The threat in the economy for starters lies in weakening of the rand, which according to head of Sanlam business market Jannie Rossouw, is currently undervalued against the major currencies.

More threatening to South Africa’s growth, expected to be less than 2% in 2014, is the country’s political and labour stability.

Rossouw, speaking to Moneyweb on the sidelines at the Sanlam and Business Partners entrepreneur of the year awards on Wednesday, says the failure to contain labour and political instability will send out the wrong message to global investors.

“What we need in difficult economic times is to send out the right stable message about the South African economy,” he says.

Another problem is the labour legislation in South Africa relating to hiring, bargaining, remuneration and the process of dismissing employees is “cumbersome” to small business.

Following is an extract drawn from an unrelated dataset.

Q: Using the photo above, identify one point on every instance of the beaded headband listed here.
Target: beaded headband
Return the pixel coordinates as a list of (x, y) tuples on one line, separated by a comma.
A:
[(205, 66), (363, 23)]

“We have to keep labour costs intact. The spiralling labour costs is also a threat to building a stable economy, which would require small businesses to down size and by doing that you are destroying jobs and not creating jobs,” Rossouw adds.

And by not creating Jobs, South Africa will have a pool of unemployed individuals who are not participating in the economy beyond the 25.5% unemployment rate recorded by Statistics South Africa (Q2: 2014).

Not only will South Africa face increasing unemployment but on a consumer front, high inflation (July: 6.3%) which has surpassed the Reserve Bank’s 3-6% target band. Inflation, Rossouw says, will likely hit consumers and if this economic trend remains resilient together with high consumer indebtedness, SMEs might be in for tough times.

“A lot of economic things have a secondary spin offs making difficult for business owners. The most important thing is to attract clients who are going to afford what they (SMEs) sell,” says Rossouw.

There has been more heightened awareness of SMEs and their potential create jobs. The National Development Plan (NDP), South Africa’s policy road map, targets skills development through mass infrastructure roll-out.

The policy also earmarks an annual average 5% GDP growth, which should be realised by 2030. For those skills and jobs to materialise, the NDP makes special mention of SMEs to create jobs.

“We know the value and role of SMEs to create jobs in South Africa. We have an exclusive focus on SMEs, as they are the cornerstone of most economies around the world,” Business Partners managing director Nazeem Martin explains.

“Entrepreneurs see problems and solve them. They want to generate wealth for themselves [and] for others, while growing the economy,” he adds.

Batten down the hatches

With the tough macroeconomic picture ahead, enterprises can prepare themselves for 2015.

Rossouw says SMEs should go back to basics by being diligent in procuring new opportunities in the market. In company operations, SMEs need to manage their cash flow to insulate themselves from external economic headwinds. This involves managing the debt of the business.

“When you attract new opportunities and projects for your business, try to keep costs of the business as low as possible…. Even in a bad economy there are still opportunities because you have consumers in the economy,” he advises.

Furthermore, enterprises need to be niche players, as they cannot at times compete with big players. “You need to find a niche which is not possible for them (big competitors) to pursue, because you are agile and small and you can focus on making a success of opportunities.”

The start of the new year, will also see the Ministry of Small Business Development in full swing, mandated to offer support to SMEs. Rossouw says the ministry headed by Lindiwe Zulu is “long overdue and there is a huge expectation to deliver.”

“The intention of the ministry is a step in the right direction. Are they going to get it right? I hope so. It’s going to be a long process; it’s not going to change overnight. But I do think the right intent is there. If the intent is there, the funding is there and ability to deliver is there.”